Here are some hair-raising facts: Every year, 55,000 people die worldwide from rabies. Ninety-five percent of such deaths are in Asia and Africa, with Asia accounting for at least 31,000 every year. India, known for its huge population of stray dogs, has the highest incidence of deaths from rabies. In China, in 2006, as many as 200 people died every month from rabies, outpacing deaths from tuberculosis. More than half of all rabies deaths all over the world occur in children under 15. Bites and scratches from unvaccinated dogs still constitute the main source of rabies infection in the poorer countries. In the developed world, wild animals like bats account for a growing number of rabies cases. Awareness of the potency of the rabies virus in the rich countries is such that the mere presence of a stray bat inside a home is enough reason to order a mass vaccination for everyone living in that house.
The rabies virus is typically transferred through the saliva of an infected source. The reason for this is that the infection at its most virulent stage concentrates the virus in the lining of the mouth. But one doesn’t have to be bitten by a rabid animal to get the virus. A scratch from the saliva-laden paws of a rabid dog, as in Gian Carlo’s case, could transfer the virus just as easily. So would letting an infected animal lick an open wound or a pimple.
In its early stages, the presence of the infection can hardly be detected. The incubation period depends on how far the virus has to travel to reach the central nervous system. Medical reports say that death from rabies usually occurs from two to twelve weeks from initial infection. But here’s scary information: some reports say the incubation of the virus can be as short as two days or as long as five years! Once the virus reaches the brain, all treatment becomes useless.
Nothing is more unimaginable as suffering, says the inconsolable Rex, than for a parent to watch a child slowly succumb to death from rabies. The victim struggles against the onset of respiratory arrest.
Panic shows in his eyes. And you can do nothing. I believe him. Each time I watch my 8-year-old granddaughter Julia gasp for a little air when she’s having a simple asthmatic attack, I suspend my own breathing. Little children are not supposed to die.

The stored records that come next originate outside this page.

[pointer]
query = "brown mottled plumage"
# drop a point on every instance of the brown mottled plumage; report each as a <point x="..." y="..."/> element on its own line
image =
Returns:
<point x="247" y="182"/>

Gian Carlo will be laid to rest tomorrow, December 28, the Feast of the Holy Innocents – the day the Catholic calendar sets aside to remember the children who gave their lives so that the infant Jesus would have a chance at life. I am certain it would greatly lessen the pain of his parents if awareness of Gian Carlo’s story results in one less Filipino child dying from rabies this coming year.